Difficile d’en faire une photographie à l’instant T
L’observatoire des négociations commerciales, animé par le médiateur des relations commerciales agricoles, n’a pas étudié les contrats concernant les MDD. « Car on n’en avait pas le mandat, et il est difficile d’en faire une photographie à l’instant T, ils ne se négocient pas dans un calendrier précis », explique-t-on à la médiation. Le médiateur a-t-il par ailleurs été saisi pour des relations commerciales portant sur des MDD ? « 20 % des saisines portent sur l’aval de la filière, émanant de fournisseurs ou plus rarement de distributeurs. Nous n’avons reçu aucune saisine portant seulement sur des MDD, mais quand un industriel nous saisit, cela peut traiter également des MDD », confie la médiation.

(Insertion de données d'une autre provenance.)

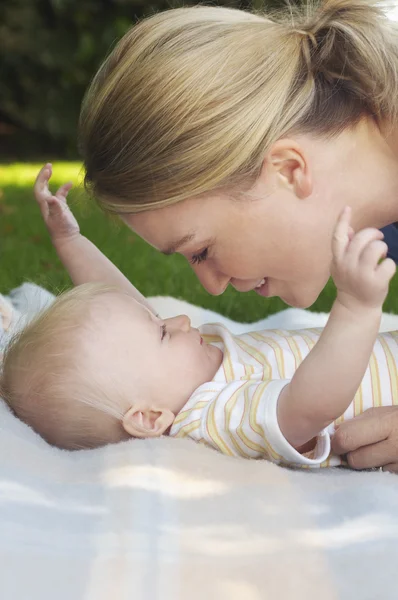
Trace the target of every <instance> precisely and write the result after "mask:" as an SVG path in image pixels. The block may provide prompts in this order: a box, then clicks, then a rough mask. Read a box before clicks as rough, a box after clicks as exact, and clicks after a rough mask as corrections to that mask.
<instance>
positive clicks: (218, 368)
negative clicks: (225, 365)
mask: <svg viewBox="0 0 398 600" xmlns="http://www.w3.org/2000/svg"><path fill="white" fill-rule="evenodd" d="M206 350H207V354H208V356H209V359H210V362H211V366H212V371H213V370H214V373H213V374H212V376H211V379H213V377H214V375H215V374H216V373H217V371H218V369H219V368H220V367H221V363H222V360H223V357H224V354H223V352H222V350H221V349H220V348H217V346H213V345H212V344H206Z"/></svg>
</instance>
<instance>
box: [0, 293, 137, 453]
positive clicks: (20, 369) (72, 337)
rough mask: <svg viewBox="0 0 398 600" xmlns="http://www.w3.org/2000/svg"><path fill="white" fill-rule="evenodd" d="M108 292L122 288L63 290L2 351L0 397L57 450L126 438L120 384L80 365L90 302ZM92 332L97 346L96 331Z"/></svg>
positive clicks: (90, 444) (83, 366)
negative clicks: (55, 447) (62, 293)
mask: <svg viewBox="0 0 398 600" xmlns="http://www.w3.org/2000/svg"><path fill="white" fill-rule="evenodd" d="M112 293H123V292H120V291H119V290H116V289H115V288H112V287H110V286H106V285H103V284H96V283H91V284H84V285H81V286H78V287H76V288H73V289H72V290H70V291H68V292H65V293H63V294H61V295H60V296H59V297H58V298H57V299H56V300H55V301H54V303H53V304H52V305H51V306H50V307H49V308H47V309H45V310H44V311H43V312H42V313H40V314H39V315H38V316H37V317H36V318H35V319H34V320H33V321H31V323H29V324H28V325H27V326H26V327H24V328H23V329H22V330H21V331H19V332H18V333H17V334H16V335H15V336H14V338H13V339H12V340H11V342H10V344H9V345H8V347H7V349H6V351H5V354H4V359H3V367H2V372H1V374H0V396H1V397H2V398H3V399H4V400H5V401H6V403H7V404H8V406H9V407H10V408H11V410H12V411H13V412H14V414H15V415H16V416H17V417H18V418H20V419H21V420H22V421H24V422H25V423H27V424H28V425H30V426H31V427H32V428H33V429H34V430H35V431H36V432H37V433H39V434H40V435H41V436H42V437H43V438H44V439H45V440H46V441H47V442H49V443H50V444H53V445H55V446H58V447H59V448H64V449H69V450H77V449H81V448H95V447H97V446H102V445H104V444H108V443H114V442H118V441H121V440H124V439H128V438H129V437H130V436H129V435H128V434H127V433H126V432H125V431H124V429H123V426H122V419H123V413H122V412H121V411H120V408H119V406H120V402H119V400H120V398H118V396H117V393H118V392H117V390H118V386H117V385H116V384H115V382H112V381H111V380H110V381H106V382H104V380H103V379H102V380H100V379H99V378H98V377H97V378H93V377H90V376H88V375H87V373H86V372H85V368H84V367H85V362H86V361H85V360H84V358H85V355H84V349H83V345H82V339H83V338H82V334H83V332H84V331H85V330H86V329H87V327H90V325H89V317H90V313H91V309H92V307H93V303H95V302H96V301H97V300H98V299H99V298H101V297H103V296H105V295H107V294H112ZM91 329H93V328H92V327H91ZM90 333H91V335H92V336H93V337H94V343H96V344H97V343H98V341H97V340H96V339H95V329H94V331H91V332H90ZM108 375H109V374H108Z"/></svg>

Il faut dire que pour l’heure, le cadre réglementaire français reste encore relativement flou autour des MDD. « Théoriquement, il y a deux types de MDD. Les MDD standard gérées par la convention annuelle (article L441-3 du Code du commerce si ce ne sont pas des PGC et article L441-4 si ce sont des PGC, non gérés par des grossistes, ndlr) et les MDD où l’action du distributeur est forte avec la mise en place d’un cahier des charges précis, là il n’y a pas d’obligation de convention de durée », développe Nicolas Genty, avocat associé d’EY Associés.
Les contrats des MDD sont censés mentionner les indicateurs des productions agricoles, selon l’article L441-7 du Code du commerce introduit par la loi Egalim.
Liberté de la distribution sur les appels d’offres
Dans les faits, les MDD recèlent une diversité de situations suivant les secteurs, avec des contrats à tacite reconduction dans bien des cas. Mais des distributeurs susceptibles de relancer des appels d’offres quand bon leur semble, notamment quand ils souhaitent faire baisser les prix. « Les appels d’offres privés ne sont pas encadrés comme les appels d’offres publics, les opérateurs sont beaucoup plus libres », explique Nicolas Genty.
Ainsi, Richard Girardot a expliqué devant l’Assemblée nationale comment la centrale d’Intermarché avait relancé un appel d’offres en 2019 qui « ne correspondait plus à une crème française, mais à une crème européenne ! » Une situation difficile à gérer pour des industriels ayant acheté des matières premières spécifiques, des emballages et misant sur des volumes pour faire tourner leurs lignes de production.